The fact that he died alone tells us that everyone around him had deserted him. God knows what else was going on in his tireless mind as he laid there next to his horse, exhausted, dejected, abandoned, betrayed and defeated. What else could have he done? Maybe a truce with the conquers? That would have been more shameful for him than anything. Anyone that he knew and loved was either killed or taken slaves by the invaders. How could he surrender to them. Perhaps blending into the landscape. Taking off his royal robes and living like an ordinary man for the rest of his life. But he was no ordinary man. He couldn’t have lived any other way except as a king with a responsibility of running an empire, administrating the world as his God given right. He could have gone to China and take refuge there as many of the Persian nobles did. There was not much left for him to do. He had tried everything but to no avail. But at the same time he had really come to the end of his tether. Perhaps his wish, hidden from himself even, was to die for there was nothing else he could have done.
He must have thought over the 7 years of wandering and being pursued by his enemies how precarious the world was. And why the God whom he believed in allowed this to happen. His very name meant, made by God. Now who was he destroyed by? And why? What was his crime? He was the worshiper of Ahura the creator of all good things. He had done nothing wrong to the invaders to provoke such violent and destructive attack. Years back he even tried to negotiate with the Arabs asked them why they were so belligerent toward his empire.
Where did he go wrong? Yazdgerd didn’t take too many wrong steps. He tried everything. He faced his enemies head on. He was endowed with incredible amount of energy, will power and intelligence. But it wasn’t meant to be. He came to a tragic end not out of his own volition.

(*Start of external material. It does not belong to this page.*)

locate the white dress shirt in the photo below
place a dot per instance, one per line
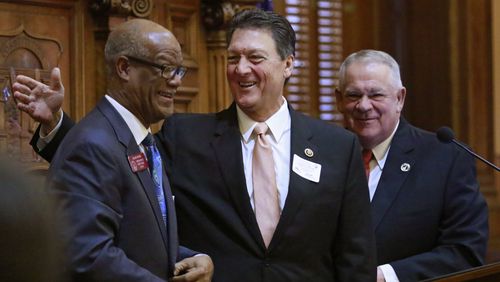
(377, 164)
(279, 125)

Although Iranians maybe ashamed of him but he was nevertheless a giant that collapsed under the weight of history that moved against him in every possible way. And no ordinary human being would have survived as long as he did in order to turn back the cruel tide of history that gradaully swallowed him and his empire.
I think that the whole story about Sharbanu is a Persian fabrication to connect Hussein to the Persian Sassanid dynasty. As you correctly mention, Yazdgird was barely more than a teenager at the time of the Muslim invasion of Iran. Even assuming that people married young at the time, and even taking into account the duration of the Arab / Persian wars, there is no way that he could have had a teenage daughter who--as the story goes--was captured in Iran and brought to Omar's court where she ws noticed by Ali who, in turn, married him to his son. Some accounts that I have read point to the [correct version in my view] that Hussein's wife was actually from Yemen.
The whole Hussein story is a Persian fabrication in my view. It is almost a carbon copy of the tale of Siavoshoon, a pre-Islam Persian epic which was celebrated by pre-Islam Persians. I'm sure that Hussein did fight his cousin (or second cousin--certainly a close relative) Yazid over kingship, and probably died in that family / royal dispute. But the rest of the story is just Iranians substituting the characters of the story. And the rest is history--thanks mostly to Allameh Majlesi who, on Safavid payroll and commission, created modern day Shia'ism and committed all this nonsense to paper.
Thanks for your comments. The whole Hussain & Shahrbanu union sound so far fetched. The truth may never be known. But then again political Islam is not concern about truth, but power.